NENE HATUN
1857-1955
Erzurum’un Pasinler ilçesine bağlı Çeperler Köyü’nde dünyaya geldi. Henüz 20 yaşında bir gelinken 1877-1878 yılları arasında yapılan Türk-Rus Savaşı’nda (93 Harbi) Aziziye Tabyası’nı sopayla,taşla, kazma, kürekle savunanlara katılarak cesurca savaştı.Daha sonra oğlunu Çanakkale Savaşı’nda şehit verdi. Kurtuluş Savaşı başladığında yaşı ilerlediği için cepheye gidip eskisi gibi savaşamadı. Atatürk’ü çok sever ve takdir ederdi. 1954 yılında 3. Ordu Müfettişi Orgeneral Nurettin Baransel Paşa’nın gayretleriyle kendisine “3. Ordunun Nenesi” ünvanı verildi. Cüzi de bir maaş bağlandı.1955 yılında anneler gününde “Yılın Annesi” seçildi. Erzurum manevraları sırasında Amerikan Generali Ridgway bu yüce insanın elini öptü. Nene Hatun bir kahramanlık ve analık sembolü olarak 98 yaşına kadar yaşadı. 22 Mayıs 1955’te zatürre hastalığından vefat etti. Kabri, uğruna savaştığı topraklarda, Aziziye Şehitliği’ndedir.

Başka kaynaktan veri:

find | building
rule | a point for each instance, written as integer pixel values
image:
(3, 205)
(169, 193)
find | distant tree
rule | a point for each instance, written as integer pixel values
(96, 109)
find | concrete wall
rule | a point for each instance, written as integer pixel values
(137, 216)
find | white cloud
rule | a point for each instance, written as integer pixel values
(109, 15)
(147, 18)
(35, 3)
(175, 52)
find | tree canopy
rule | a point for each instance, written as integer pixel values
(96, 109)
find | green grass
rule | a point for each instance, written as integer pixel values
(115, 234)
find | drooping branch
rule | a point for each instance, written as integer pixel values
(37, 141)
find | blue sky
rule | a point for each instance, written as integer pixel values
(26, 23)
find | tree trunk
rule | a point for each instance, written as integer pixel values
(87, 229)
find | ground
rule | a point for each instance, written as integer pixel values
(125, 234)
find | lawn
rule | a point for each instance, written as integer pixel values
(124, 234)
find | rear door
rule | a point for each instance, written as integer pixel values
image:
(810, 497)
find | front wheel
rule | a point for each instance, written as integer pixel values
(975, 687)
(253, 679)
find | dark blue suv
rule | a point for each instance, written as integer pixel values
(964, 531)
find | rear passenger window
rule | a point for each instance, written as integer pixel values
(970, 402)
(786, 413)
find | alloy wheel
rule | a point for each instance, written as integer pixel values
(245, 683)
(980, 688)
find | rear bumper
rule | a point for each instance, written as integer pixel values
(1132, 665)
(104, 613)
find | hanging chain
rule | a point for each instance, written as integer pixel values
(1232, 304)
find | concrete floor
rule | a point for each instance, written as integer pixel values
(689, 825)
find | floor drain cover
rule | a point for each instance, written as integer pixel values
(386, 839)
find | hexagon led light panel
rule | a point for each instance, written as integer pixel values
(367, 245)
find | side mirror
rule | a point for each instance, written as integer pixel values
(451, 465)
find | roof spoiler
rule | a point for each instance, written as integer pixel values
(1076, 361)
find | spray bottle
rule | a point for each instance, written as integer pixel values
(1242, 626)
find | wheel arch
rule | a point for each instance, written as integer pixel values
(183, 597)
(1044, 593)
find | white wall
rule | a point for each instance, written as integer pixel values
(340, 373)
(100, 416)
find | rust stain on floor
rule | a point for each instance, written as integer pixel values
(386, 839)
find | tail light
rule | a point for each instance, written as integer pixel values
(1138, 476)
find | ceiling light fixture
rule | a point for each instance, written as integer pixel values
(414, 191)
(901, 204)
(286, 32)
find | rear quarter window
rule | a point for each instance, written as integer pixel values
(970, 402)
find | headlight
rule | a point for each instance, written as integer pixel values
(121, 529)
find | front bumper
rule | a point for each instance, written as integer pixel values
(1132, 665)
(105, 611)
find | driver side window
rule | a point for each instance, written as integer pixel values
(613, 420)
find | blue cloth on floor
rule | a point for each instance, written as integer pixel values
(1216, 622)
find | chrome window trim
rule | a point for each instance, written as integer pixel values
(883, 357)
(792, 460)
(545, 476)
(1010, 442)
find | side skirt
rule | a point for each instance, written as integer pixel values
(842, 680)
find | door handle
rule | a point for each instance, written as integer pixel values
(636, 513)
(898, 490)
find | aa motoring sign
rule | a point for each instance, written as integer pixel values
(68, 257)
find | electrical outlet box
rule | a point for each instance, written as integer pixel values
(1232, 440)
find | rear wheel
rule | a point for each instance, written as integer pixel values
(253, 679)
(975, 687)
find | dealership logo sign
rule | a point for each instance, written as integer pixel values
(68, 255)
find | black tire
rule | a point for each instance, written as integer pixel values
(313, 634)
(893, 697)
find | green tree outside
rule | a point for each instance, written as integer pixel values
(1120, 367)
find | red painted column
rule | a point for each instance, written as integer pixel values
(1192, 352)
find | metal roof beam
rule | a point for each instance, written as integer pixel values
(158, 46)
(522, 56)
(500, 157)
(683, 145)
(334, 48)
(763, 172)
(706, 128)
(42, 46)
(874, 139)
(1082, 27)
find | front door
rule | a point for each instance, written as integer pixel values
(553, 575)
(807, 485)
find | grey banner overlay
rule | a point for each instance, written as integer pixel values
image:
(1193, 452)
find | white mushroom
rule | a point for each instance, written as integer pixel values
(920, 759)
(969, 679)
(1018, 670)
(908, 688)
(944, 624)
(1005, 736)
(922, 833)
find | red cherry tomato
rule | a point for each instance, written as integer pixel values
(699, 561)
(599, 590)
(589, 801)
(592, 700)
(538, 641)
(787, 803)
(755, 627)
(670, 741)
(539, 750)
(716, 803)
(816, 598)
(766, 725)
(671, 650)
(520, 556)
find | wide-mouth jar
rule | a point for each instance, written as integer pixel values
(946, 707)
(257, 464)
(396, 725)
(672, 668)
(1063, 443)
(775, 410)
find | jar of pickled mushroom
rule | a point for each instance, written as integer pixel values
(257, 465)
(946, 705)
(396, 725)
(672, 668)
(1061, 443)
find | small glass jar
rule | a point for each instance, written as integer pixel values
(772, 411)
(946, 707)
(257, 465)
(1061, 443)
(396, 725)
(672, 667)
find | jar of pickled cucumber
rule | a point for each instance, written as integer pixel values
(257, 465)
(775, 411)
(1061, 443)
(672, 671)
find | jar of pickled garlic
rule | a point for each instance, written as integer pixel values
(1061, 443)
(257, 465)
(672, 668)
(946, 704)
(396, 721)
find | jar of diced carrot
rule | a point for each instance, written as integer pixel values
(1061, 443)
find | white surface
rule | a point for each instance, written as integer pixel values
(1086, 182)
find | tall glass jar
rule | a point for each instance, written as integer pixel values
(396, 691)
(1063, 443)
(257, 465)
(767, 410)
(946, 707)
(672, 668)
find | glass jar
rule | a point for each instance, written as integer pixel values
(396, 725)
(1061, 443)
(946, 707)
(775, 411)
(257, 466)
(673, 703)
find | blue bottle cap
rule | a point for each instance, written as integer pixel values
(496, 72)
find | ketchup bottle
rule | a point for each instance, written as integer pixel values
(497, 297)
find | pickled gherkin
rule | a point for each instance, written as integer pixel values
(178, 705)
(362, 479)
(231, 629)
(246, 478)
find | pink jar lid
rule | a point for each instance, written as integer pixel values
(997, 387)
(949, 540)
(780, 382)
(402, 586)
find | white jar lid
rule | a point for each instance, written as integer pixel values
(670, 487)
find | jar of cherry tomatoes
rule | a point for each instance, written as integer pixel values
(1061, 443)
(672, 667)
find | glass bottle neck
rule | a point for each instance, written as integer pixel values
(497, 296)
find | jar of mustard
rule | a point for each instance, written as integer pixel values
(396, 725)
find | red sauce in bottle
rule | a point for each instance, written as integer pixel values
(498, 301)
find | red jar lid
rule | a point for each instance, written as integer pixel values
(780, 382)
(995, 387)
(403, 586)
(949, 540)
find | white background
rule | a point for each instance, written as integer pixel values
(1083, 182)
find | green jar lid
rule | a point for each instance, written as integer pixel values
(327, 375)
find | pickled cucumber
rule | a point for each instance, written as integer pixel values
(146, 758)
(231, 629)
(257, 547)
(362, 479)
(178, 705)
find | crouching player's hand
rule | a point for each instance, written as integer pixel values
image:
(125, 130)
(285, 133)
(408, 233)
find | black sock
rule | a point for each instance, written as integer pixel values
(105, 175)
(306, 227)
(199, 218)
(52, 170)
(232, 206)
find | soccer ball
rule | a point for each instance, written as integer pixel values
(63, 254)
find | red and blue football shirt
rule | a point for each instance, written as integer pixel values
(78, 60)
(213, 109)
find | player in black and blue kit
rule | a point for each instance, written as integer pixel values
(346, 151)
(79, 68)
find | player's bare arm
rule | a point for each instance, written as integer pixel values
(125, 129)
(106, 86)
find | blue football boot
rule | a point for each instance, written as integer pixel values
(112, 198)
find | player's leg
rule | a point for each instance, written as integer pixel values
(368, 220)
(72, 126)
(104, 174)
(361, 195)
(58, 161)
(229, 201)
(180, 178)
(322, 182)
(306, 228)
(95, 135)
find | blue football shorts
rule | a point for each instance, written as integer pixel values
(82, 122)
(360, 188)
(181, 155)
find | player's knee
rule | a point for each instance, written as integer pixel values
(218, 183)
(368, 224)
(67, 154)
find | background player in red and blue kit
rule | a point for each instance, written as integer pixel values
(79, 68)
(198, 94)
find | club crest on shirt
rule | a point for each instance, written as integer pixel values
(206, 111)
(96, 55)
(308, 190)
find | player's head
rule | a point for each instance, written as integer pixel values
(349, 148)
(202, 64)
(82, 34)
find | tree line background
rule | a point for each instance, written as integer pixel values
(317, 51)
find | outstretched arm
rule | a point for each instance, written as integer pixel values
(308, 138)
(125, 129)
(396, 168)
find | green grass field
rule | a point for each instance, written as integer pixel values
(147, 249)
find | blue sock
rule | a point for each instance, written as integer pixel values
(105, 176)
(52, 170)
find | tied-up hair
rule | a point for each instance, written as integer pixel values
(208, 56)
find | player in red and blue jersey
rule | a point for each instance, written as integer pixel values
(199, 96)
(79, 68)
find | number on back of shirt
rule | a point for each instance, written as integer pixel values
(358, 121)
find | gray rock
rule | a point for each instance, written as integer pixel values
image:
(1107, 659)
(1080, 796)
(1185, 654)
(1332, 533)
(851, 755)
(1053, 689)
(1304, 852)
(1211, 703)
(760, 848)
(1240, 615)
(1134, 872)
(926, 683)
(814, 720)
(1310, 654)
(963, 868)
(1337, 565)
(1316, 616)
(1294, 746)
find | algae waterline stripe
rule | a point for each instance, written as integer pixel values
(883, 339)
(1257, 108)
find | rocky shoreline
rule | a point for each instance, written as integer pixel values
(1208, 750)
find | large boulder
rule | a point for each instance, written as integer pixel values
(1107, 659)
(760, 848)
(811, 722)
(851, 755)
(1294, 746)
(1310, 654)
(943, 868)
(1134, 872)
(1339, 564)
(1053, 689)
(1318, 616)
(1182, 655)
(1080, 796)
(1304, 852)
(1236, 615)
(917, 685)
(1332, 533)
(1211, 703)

HALİDE ONBAŞI (EDİP ADIVAR)
(1884-1964)
İşgallerin ardından İstanbul'da yaptığı konuşmalarla halkı işgallere karşı uyandırmaya çalıştı.1919'da Sultanahmet Meydanı'ndaki mitingde yaptığı etkin konuşma sonrası hakkında tevkif kararı çıkınca, eşi ile birlikte Anadolu'ya kaçarak Kurtuluş Savaşına katıldı. İstanbul Hükümeti tarafından Mustafa Kemal ile birlikte hakkında ölüm kararı verilen altı kişiden biriydi. Mustafa Kemal onu Garp Cephesine tayin etti. Kendisine önce “onbaşı” , sonra da “üstçavuş” rütbesi verildi. Savaşı izleyen yıllarda Cumhuriyet Halk Fırkası ve Atatürk ile siyasal görüş ayrılığına düştü. 1917'de evlenmiş olduğu ikinci kocası Adnan Adıvar ile birlikte Türkiye'den ayrıldı. 1939'a kadar dış ülkelerde yaşadı. 1939'da İstanbul'a dönen Adıvar 1940'ta İstanbul Üniversitesi'nde İngiliz Filolojisi Kürsüsü Başkanı oldu, 1950'de Demokrat Parti listesinden bağımsız milletvekili seçildi. 1954'te istifa ederek evine çekilmiş ve 1964'te ölmüştür. Değerli yazarımız Kurtuluş Savaşını ve Türk kadınlarının mücadelesini anlatan ve Türk klasikleri arasına giren pek çok esere imza atmıştır.
NEZAHAT ONBAŞI
Eşini yitiren 70. Alay Komutanı Hâfız Hâlid Bey, 8 yaşındaki kızı Nezahat'ı kimseye emanet edemeyip, yanına almıştı. Küçük Nezahat Çanakkale cephesinde muharebe havasına alışmış, Alay İzmit'e nakledildiğinde talimlere katılarak mükemmel at binmesini, silah kullanmasını öğrenmiş ve 12 yaşında "onbaşı" rütbesini almıştı. Babasının yanında cepheden cepheye koşmuş, çarpışmalara girmiş ve 100'den fazla düşman askeri öldürmüştü.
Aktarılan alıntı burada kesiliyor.